[quote=“parkerc, post:4, topic:173862”]Not quite what you need, but i know the Fibaro relays allow you to power them from 24 VDC
Are you able to use any voltage converters ?[/quote]
Thanks. I’ll keep that in mind.
If not 12V, Are there any battery-powered devices that will pulse a contact (essentially a battery powered Z-Wave relay)? I’m trying to simulate a momentary button press.
I was originally thinking about using a thermostat (2Gig), but they are on or off, not pulse… Unless I can scene it to turn on then off immediately?
[quote=“snovvman, post:5, topic:173862”][quote=“parkerc, post:4, topic:173862”]Not quite what you need, but i know the Fibaro relays allow you to power them from 24 VDC
Are you able to use any voltage converters ?[/quote]
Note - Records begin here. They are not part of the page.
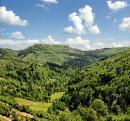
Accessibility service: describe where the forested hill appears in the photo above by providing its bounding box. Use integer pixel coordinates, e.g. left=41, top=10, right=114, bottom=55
left=52, top=49, right=130, bottom=121
left=0, top=44, right=127, bottom=68
left=0, top=45, right=130, bottom=121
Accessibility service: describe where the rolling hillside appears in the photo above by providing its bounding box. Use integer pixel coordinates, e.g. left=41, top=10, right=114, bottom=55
left=0, top=45, right=130, bottom=121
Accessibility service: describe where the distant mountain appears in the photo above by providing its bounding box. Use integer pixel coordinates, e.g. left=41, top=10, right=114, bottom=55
left=0, top=44, right=130, bottom=121
left=18, top=44, right=130, bottom=68
left=52, top=49, right=130, bottom=121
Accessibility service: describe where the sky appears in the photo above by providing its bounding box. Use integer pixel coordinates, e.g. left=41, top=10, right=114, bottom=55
left=0, top=0, right=130, bottom=50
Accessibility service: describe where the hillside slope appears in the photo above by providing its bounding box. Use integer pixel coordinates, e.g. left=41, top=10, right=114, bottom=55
left=49, top=49, right=130, bottom=121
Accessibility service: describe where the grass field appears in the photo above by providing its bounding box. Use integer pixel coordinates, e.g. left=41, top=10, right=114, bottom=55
left=0, top=115, right=12, bottom=121
left=16, top=98, right=52, bottom=112
left=15, top=92, right=64, bottom=112
left=50, top=92, right=65, bottom=102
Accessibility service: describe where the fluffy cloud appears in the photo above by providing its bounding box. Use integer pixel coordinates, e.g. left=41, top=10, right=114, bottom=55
left=89, top=25, right=100, bottom=34
left=64, top=36, right=92, bottom=50
left=0, top=35, right=130, bottom=51
left=107, top=0, right=128, bottom=11
left=79, top=5, right=95, bottom=26
left=64, top=5, right=101, bottom=34
left=11, top=32, right=25, bottom=40
left=40, top=35, right=61, bottom=44
left=119, top=17, right=130, bottom=31
left=0, top=6, right=28, bottom=26
left=63, top=36, right=130, bottom=51
left=0, top=32, right=61, bottom=50
left=42, top=0, right=58, bottom=4
left=0, top=38, right=39, bottom=50
left=64, top=12, right=84, bottom=34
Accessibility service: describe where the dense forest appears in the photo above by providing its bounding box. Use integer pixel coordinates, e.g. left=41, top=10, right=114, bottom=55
left=0, top=44, right=130, bottom=121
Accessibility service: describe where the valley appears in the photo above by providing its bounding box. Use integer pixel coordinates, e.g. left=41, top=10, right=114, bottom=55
left=0, top=44, right=130, bottom=121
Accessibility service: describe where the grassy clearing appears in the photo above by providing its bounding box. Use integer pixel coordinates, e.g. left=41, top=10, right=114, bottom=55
left=0, top=77, right=4, bottom=80
left=13, top=109, right=33, bottom=118
left=16, top=98, right=52, bottom=112
left=50, top=92, right=65, bottom=102
left=15, top=92, right=65, bottom=112
left=0, top=115, right=12, bottom=121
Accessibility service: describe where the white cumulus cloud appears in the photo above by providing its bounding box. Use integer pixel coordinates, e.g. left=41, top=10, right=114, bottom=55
left=64, top=36, right=91, bottom=50
left=107, top=0, right=128, bottom=11
left=89, top=25, right=100, bottom=34
left=119, top=17, right=130, bottom=31
left=40, top=35, right=61, bottom=44
left=0, top=6, right=28, bottom=26
left=64, top=5, right=101, bottom=34
left=79, top=5, right=95, bottom=26
left=11, top=31, right=25, bottom=40
left=42, top=0, right=58, bottom=4
left=64, top=12, right=84, bottom=34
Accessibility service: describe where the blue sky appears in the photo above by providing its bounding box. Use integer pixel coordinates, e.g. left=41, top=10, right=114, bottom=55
left=0, top=0, right=130, bottom=50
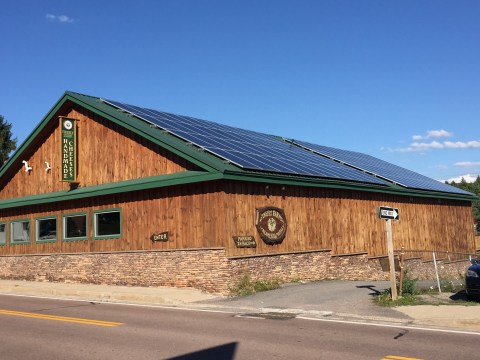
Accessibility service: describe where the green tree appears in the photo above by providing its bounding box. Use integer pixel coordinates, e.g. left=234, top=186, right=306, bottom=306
left=0, top=115, right=17, bottom=167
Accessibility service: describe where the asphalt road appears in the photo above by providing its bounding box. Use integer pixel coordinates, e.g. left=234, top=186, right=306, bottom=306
left=0, top=296, right=480, bottom=360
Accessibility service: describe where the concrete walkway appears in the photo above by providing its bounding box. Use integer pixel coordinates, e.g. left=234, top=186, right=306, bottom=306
left=0, top=280, right=480, bottom=333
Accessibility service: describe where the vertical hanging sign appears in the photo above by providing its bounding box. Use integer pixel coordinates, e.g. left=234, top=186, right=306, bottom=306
left=60, top=117, right=77, bottom=182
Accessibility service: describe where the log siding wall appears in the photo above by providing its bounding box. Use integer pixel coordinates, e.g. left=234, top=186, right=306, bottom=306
left=0, top=181, right=475, bottom=256
left=0, top=102, right=198, bottom=199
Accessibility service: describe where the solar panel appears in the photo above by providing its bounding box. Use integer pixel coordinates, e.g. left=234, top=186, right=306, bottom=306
left=103, top=100, right=388, bottom=185
left=284, top=139, right=470, bottom=195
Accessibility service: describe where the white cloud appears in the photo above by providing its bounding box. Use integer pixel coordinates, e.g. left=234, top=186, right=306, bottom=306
left=444, top=140, right=480, bottom=149
left=45, top=14, right=74, bottom=23
left=412, top=129, right=453, bottom=141
left=394, top=140, right=480, bottom=152
left=441, top=174, right=480, bottom=183
left=453, top=161, right=480, bottom=167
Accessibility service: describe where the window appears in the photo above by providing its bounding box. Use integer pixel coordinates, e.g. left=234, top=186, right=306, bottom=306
left=0, top=222, right=7, bottom=245
left=10, top=220, right=30, bottom=244
left=35, top=217, right=57, bottom=242
left=63, top=213, right=87, bottom=241
left=93, top=210, right=122, bottom=239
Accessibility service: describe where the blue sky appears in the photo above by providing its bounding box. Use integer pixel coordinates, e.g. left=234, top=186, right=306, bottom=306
left=0, top=0, right=480, bottom=180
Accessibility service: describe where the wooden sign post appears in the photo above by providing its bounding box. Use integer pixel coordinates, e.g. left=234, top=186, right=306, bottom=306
left=385, top=219, right=397, bottom=300
left=378, top=206, right=399, bottom=301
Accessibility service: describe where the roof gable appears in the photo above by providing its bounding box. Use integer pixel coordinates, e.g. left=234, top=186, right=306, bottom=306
left=0, top=92, right=476, bottom=200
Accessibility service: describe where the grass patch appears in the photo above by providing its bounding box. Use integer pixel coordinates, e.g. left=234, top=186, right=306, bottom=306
left=230, top=275, right=281, bottom=296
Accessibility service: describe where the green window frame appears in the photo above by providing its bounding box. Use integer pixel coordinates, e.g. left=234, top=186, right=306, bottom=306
left=0, top=221, right=7, bottom=245
left=35, top=215, right=58, bottom=243
left=10, top=219, right=31, bottom=245
left=62, top=212, right=88, bottom=241
left=93, top=209, right=122, bottom=240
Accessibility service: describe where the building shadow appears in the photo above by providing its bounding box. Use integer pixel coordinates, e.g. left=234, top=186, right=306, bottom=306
left=168, top=342, right=238, bottom=360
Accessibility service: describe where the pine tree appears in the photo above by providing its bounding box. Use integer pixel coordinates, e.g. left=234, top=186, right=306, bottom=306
left=0, top=115, right=17, bottom=167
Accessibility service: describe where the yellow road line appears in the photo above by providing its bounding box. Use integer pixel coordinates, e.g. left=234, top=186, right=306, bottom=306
left=0, top=309, right=123, bottom=326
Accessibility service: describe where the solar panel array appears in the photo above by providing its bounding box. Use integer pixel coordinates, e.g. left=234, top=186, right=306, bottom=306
left=285, top=139, right=470, bottom=194
left=103, top=100, right=388, bottom=185
left=103, top=100, right=471, bottom=195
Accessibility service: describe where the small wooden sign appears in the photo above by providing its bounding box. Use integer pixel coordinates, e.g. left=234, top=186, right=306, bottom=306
left=233, top=235, right=257, bottom=248
left=154, top=231, right=168, bottom=242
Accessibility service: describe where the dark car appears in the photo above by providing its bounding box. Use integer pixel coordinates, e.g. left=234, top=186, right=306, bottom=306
left=465, top=259, right=480, bottom=299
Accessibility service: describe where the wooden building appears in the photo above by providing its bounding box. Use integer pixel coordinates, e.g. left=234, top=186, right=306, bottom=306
left=0, top=92, right=475, bottom=293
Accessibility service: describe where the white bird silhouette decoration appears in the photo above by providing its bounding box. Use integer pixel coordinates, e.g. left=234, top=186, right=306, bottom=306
left=22, top=160, right=32, bottom=172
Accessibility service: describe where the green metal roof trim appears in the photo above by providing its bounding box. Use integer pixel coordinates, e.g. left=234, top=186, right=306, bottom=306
left=0, top=171, right=222, bottom=209
left=65, top=91, right=240, bottom=171
left=223, top=171, right=480, bottom=202
left=0, top=91, right=478, bottom=204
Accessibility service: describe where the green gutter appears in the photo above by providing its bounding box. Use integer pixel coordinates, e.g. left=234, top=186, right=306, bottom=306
left=0, top=171, right=223, bottom=210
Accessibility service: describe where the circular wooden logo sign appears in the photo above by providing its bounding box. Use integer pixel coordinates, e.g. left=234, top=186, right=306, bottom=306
left=255, top=206, right=287, bottom=245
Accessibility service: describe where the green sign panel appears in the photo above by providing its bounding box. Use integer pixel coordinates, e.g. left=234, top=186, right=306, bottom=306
left=60, top=118, right=77, bottom=182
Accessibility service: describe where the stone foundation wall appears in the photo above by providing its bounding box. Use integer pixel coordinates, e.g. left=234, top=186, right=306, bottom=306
left=0, top=248, right=469, bottom=295
left=0, top=248, right=398, bottom=295
left=0, top=249, right=230, bottom=293
left=230, top=252, right=388, bottom=282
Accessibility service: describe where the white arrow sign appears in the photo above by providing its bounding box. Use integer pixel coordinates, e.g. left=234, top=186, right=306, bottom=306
left=378, top=206, right=400, bottom=220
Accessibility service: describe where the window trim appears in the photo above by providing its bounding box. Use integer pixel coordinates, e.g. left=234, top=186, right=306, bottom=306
left=35, top=214, right=58, bottom=243
left=62, top=211, right=88, bottom=242
left=10, top=219, right=32, bottom=245
left=92, top=208, right=123, bottom=240
left=0, top=220, right=8, bottom=246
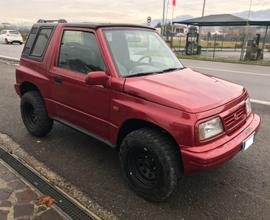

Thanks. I’ll keep that in mind.
If not 12V, Are there any battery-powered devices that will pulse a contact (essentially a battery powered Z-Wave relay)? I’m trying to simulate a momentary button press.
I was originally thinking about using a thermostat (2Gig), but they are on or off, not pulse… Unless I can scene it to turn on then off immediately?[/quote]
My garage door solution may work for you check my two adjoining posts in this thread http://forum.micasaverde.com/index.php?topic=4773.msg79506.msg#79506
I think the jackpot solution is along the lines of what I’m looking for. I can use a donor module and turn it into a 12V control. I suppose I just need to make a scene that turns a device on and off immediately to simulate a temporary switch.
I can only use a DVM, solder, etc. and I am not nearly an EE. So I have some novice questions about modifying a module: I know many ICs work off of 5 volts. The donor modules, I presume, convert the 120V AC to 5V DC to operate the circuits while the 120V AC is switched by relays to power the appliances, etc.
Is 12V also used in these circuits? Is there an easy way for me to bypass the AC to DC section and simply connect a 12V power supply to operate the module?
[quote=“snovvman, post:10, topic:173862”]I think the jackpot solution is along the lines of what I’m looking for. I can use a donor module and turn it into a 12V control. I suppose I just need to make a scene that turns a device on and off immediately to simulate a temporary switch.
I can only use a DVM, solder, etc. and I am not nearly an EE. So I have some novice questions about modifying a module: I know many ICs work off of 5 volts. The donor modules, I presume, convert the 120V AC to 5V DC to operate the circuits while the 120V AC is switched by relays to power the appliances, etc.
Is 12V also used in these circuits? Is there an easy way for me to bypass the AC to DC section and simply connect a 12V power supply to operate the module?
Thanks again![/quote]
Just wondering if you read my link as my solution of pluging a 12v power supply into a zwave receptable seems a alot easier solution…also if you’re planing on adding a door/window sensor…the garage door plugin does the momentary switching without scenes/logic required.
Btw pity these aren’t available in US freq. http://forum.micasaverde.com/index.php/topic,10951.0.html
Another option you might consider is the Evolve LFM-20 Fixture Module.
It’s an (albeit kind of quirky) relay-based Z-Wave switch for independent control of external devices.
I’ve successfully used it in 12V, 24V and 48V applications; can be done in a variety of ways, but it does have an element of quirk in how it responds to “include” and “exclude” commands.
-J
[quote=“snovvman, post:1, topic:173862”]Does one exist? I have Vera set up and I would like to use a device that is 12 volt powered to open/close a low-powered circuit.
While I’m asking, does there exist a weather-resistant door sensor (so I can put it on an outside gate and know when it’s open or closed)?
I just put into place something I wired up several months ago as a garage door solution. I have four LFM-20 modules I’m not using, but before I had them, I wired up this very simple device…
I took a cordless phone power supply (let’s say, 12VDC) and wired it to the coil of an automotive relay. The NO contacts, ultimately, were wired into the garage door opener button. I then plugged the power supply into a normal appliance module. When the appliance module goes on, the power supply powers the coil, and the NO contacts close.
This is a really simple approach, very dependable, and could be a way for you to address whatever you’re trying to do.
[quote=“DeltaNu1142, post:14, topic:173862”]I just put into place something I wired up several months ago as a garage door solution. I have four LFM-20 modules I’m not using, but before I had them, I wired up this very simple device…
I took a cordless phone power supply (let’s say, 12VDC) and wired it to the coil of an automotive relay. The NO contacts, ultimately, were wired into the garage door opener button. I then plugged the power supply into a normal appliance module. When the appliance module goes on, the power supply powers the coil, and the NO contacts close.
This is a really simple approach, very dependable, and could be a way for you to address whatever you’re trying to do.[/quote]
Yep this is basically the same as what I have done…as linked to above.